This American Life is a fantastic program for many reasons. Their story on nonprofit program evaluation is great in that it doesn’t call itself “nonprofit program evaluation,” but rather “I was just trying to help.” It’s a fantastic, concise synopsis of the nonprofit sector and everything charities do in a pretty understandable phrase.
Okay, nonprofits out there; you’re just trying to help. Are you making a difference? Are you helping a little? A lot? Better than some? Worse than others? What does it mean to help?
The story here is a nonprofit which simply gives money to people who don’t have any. No conditions or strings, no experts or methodology. It is possible that the end recipients (in Kenya in this story) may use the funds for really sound purposes, or perhaps not. The question is whether a blanket drop of cash is more effective in improving lives than say, Heifer International, which gives cows to poor people and helps train them in raising the animals for both food and as a business. Answering this question first requires another one: What is “effective?” Just what are you trying to do?

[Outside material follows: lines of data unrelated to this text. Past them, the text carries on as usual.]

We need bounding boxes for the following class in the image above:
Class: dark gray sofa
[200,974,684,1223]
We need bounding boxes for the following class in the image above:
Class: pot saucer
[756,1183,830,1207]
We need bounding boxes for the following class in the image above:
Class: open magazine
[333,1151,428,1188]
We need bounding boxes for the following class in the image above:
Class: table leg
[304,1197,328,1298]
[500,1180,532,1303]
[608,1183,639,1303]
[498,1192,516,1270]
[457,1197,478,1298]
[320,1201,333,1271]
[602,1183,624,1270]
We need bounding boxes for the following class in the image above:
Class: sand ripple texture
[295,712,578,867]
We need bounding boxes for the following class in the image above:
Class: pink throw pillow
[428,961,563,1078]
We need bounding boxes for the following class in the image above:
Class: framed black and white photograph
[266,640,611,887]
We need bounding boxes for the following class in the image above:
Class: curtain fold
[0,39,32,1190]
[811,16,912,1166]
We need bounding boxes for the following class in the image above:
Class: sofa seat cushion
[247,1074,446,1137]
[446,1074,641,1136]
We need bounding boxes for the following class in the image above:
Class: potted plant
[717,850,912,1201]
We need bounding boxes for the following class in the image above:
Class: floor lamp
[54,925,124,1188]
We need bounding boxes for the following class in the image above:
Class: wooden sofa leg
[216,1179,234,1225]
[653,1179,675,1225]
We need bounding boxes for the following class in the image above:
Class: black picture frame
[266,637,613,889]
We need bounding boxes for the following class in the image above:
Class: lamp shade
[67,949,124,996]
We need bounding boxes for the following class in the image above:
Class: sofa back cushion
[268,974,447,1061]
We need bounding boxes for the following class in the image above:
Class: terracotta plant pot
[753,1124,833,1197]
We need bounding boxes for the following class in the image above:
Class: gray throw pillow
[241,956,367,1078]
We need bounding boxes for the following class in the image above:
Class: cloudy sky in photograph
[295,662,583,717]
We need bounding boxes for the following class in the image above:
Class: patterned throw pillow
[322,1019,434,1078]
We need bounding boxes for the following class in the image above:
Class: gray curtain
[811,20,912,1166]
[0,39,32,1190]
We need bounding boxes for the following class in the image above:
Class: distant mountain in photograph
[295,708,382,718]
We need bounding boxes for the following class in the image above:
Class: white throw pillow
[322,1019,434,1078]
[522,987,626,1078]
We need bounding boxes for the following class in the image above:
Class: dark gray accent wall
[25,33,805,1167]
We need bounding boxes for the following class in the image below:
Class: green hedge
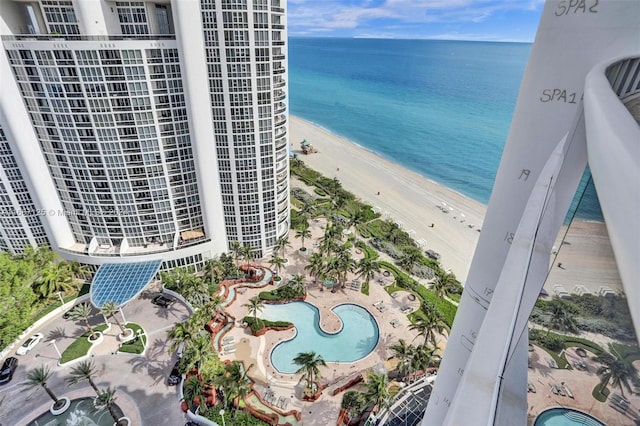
[258,285,304,301]
[242,316,292,333]
[591,383,610,402]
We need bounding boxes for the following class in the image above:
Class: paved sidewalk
[0,291,188,426]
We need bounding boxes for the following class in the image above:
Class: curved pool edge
[533,405,607,426]
[265,300,380,376]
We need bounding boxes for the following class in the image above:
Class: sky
[287,0,544,42]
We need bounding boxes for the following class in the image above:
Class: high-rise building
[0,0,289,268]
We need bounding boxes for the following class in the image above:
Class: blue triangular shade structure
[91,260,162,308]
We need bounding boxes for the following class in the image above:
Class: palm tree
[184,376,207,412]
[295,222,311,251]
[180,275,211,307]
[411,345,441,371]
[356,256,380,285]
[398,246,422,274]
[231,241,242,268]
[289,274,305,293]
[391,339,414,377]
[269,254,287,275]
[67,303,98,340]
[242,296,264,320]
[183,332,213,371]
[409,308,448,348]
[340,390,367,418]
[69,260,91,280]
[365,373,389,408]
[202,259,224,289]
[431,276,449,303]
[167,321,202,354]
[66,360,100,396]
[334,245,356,287]
[100,301,125,334]
[304,253,326,285]
[547,296,577,335]
[593,352,638,397]
[387,223,404,244]
[240,244,255,265]
[299,200,316,221]
[214,361,253,407]
[293,351,327,391]
[273,237,291,257]
[349,205,366,234]
[20,365,64,408]
[93,386,128,426]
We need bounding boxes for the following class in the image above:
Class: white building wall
[423,0,640,426]
[171,0,227,253]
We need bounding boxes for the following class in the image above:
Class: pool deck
[221,219,430,426]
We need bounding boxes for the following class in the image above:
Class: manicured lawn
[118,322,148,354]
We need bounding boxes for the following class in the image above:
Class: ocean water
[289,38,599,220]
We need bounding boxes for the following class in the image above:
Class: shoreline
[289,115,622,295]
[289,116,486,282]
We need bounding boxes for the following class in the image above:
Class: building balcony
[275,127,287,139]
[274,114,287,127]
[276,138,287,150]
[277,191,289,204]
[2,34,176,41]
[273,102,287,115]
[276,159,289,173]
[273,90,287,101]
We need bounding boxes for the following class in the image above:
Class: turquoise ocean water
[289,38,600,220]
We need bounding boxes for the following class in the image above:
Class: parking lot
[0,290,189,426]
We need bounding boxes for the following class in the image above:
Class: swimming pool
[260,302,379,374]
[28,398,122,426]
[534,408,605,426]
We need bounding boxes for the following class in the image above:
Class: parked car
[16,333,44,355]
[0,356,18,385]
[167,360,182,386]
[151,294,174,308]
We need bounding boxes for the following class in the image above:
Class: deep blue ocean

There was a time when nonprofits could get support with a good pitch, a great story about an individual, and great intentions. This can still work in many ways, but large-scale philanthropy is looking toward different ways of measuring outcomes. The W.K. Kellogg Foundation first published a guide to logic models many years ago in the hopes of bringing targeted measures to their grantees. A bulk annual report about how many hours of service your nonprofit provided last year is better than no reporting, but a report that measures what kinds of inputs created what kind of outputs toward what kind of outcomes allows everyone in the nonprofit sector to see if one nonprofit has built a better mousetrap than another. That nonprofit may then make the pitch for more resources, or for partner organizations to replicate their model for still more change in the world, or both.
The end result of the Kenya story was a lot of data being gathered to compare outcomes for families, and a $2.3 million dollar grant from Google to GiveWell to keep publishing data and keep giving money. It is of course possible that other nonprofit programs have better long-term outcomes, but GiveWell is is testing their assumptions – their logic model – and openly sharing the results for the whole sector to learn more, to challenge assumptions, and to contribute to a better mousetrap.
Nonprofits can learn from this and take three specific steps. First, create a logic model supporting your theory of change in the world . Second, define measures of outcomes, and outputs that support those outcomes, and measure them. Finally, share what you know in the most transparent way possible. Transparency will create trust, and trust is the cornerstone of getting donations to support more change.